YANGON, Myanmar—The crowd waiting for Aung San Suu Kyi’s highly anticipated address on the ongoing crisis in Rakhine, in western Myanmar, looked prepared for a pep rally, rather than a requiem on a conflict labeled “textbook ethnic cleansing.” On Tuesday morning, hundreds of people gathered in front of Yangon’s City Hall to watch a live broadcast of the first speech that Myanmar’s de facto leader has given since the military’s bloody counterinsurgency began in response to attacks from Rohingya militants last month.
Yet the crowd’s euphoria all but eclipsed the somber topic at hand. Observers in shirts emblazoned with Aung San Suu Kyi’s face and holding placards that spelled out their support clapped, danced and chanted her name. When the Nobel laureate appeared, they released a flurry of red balloons.

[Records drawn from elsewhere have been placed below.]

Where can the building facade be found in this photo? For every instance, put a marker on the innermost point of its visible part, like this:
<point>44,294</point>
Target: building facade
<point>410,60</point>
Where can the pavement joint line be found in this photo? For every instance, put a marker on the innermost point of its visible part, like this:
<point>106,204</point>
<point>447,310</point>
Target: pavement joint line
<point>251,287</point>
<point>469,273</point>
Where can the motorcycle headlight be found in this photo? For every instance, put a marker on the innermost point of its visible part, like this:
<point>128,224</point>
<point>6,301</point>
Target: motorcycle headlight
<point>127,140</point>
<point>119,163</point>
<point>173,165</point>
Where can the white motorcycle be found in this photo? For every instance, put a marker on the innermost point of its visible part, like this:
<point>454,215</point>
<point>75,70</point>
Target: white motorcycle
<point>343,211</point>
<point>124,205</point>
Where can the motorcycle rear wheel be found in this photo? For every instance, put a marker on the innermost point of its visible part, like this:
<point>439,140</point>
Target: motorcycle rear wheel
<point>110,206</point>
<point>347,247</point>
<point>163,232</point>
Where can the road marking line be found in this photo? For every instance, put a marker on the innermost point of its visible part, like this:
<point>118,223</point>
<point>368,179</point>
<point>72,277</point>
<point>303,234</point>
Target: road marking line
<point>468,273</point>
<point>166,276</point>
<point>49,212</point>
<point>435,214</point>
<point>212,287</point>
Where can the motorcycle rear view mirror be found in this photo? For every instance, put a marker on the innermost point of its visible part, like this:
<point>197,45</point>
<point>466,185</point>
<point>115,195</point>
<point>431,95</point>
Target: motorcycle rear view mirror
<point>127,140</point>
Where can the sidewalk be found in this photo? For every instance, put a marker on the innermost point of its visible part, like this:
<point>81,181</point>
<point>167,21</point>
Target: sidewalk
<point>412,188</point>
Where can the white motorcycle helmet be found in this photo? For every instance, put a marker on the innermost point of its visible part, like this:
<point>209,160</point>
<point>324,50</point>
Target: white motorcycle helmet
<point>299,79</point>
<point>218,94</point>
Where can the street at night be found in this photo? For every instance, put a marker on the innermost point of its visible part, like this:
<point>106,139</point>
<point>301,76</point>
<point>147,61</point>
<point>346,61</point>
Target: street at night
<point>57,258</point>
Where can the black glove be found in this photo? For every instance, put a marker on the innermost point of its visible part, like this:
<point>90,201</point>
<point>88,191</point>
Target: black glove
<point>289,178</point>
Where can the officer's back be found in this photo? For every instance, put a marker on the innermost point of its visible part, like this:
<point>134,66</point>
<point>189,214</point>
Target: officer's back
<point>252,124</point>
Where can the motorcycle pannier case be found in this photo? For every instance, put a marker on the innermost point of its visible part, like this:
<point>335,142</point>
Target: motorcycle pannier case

Aung San Suu Kyi’s speech was expected to reckon with international fury that has escalated every day since the Muslim Rohingya began fleeing into Bangladesh, bearing accounts of indiscriminate violence suffered at the hands of security forces and Buddhist vigilantes. Before she spoke, Western diplomats and U.N. officials had lobbied for a bold condemnation of alleged military atrocities in the hopes of putting an end to an unprecedented exodus that has created more than 420,000 refugees, more than half of them children, in less than 30 days.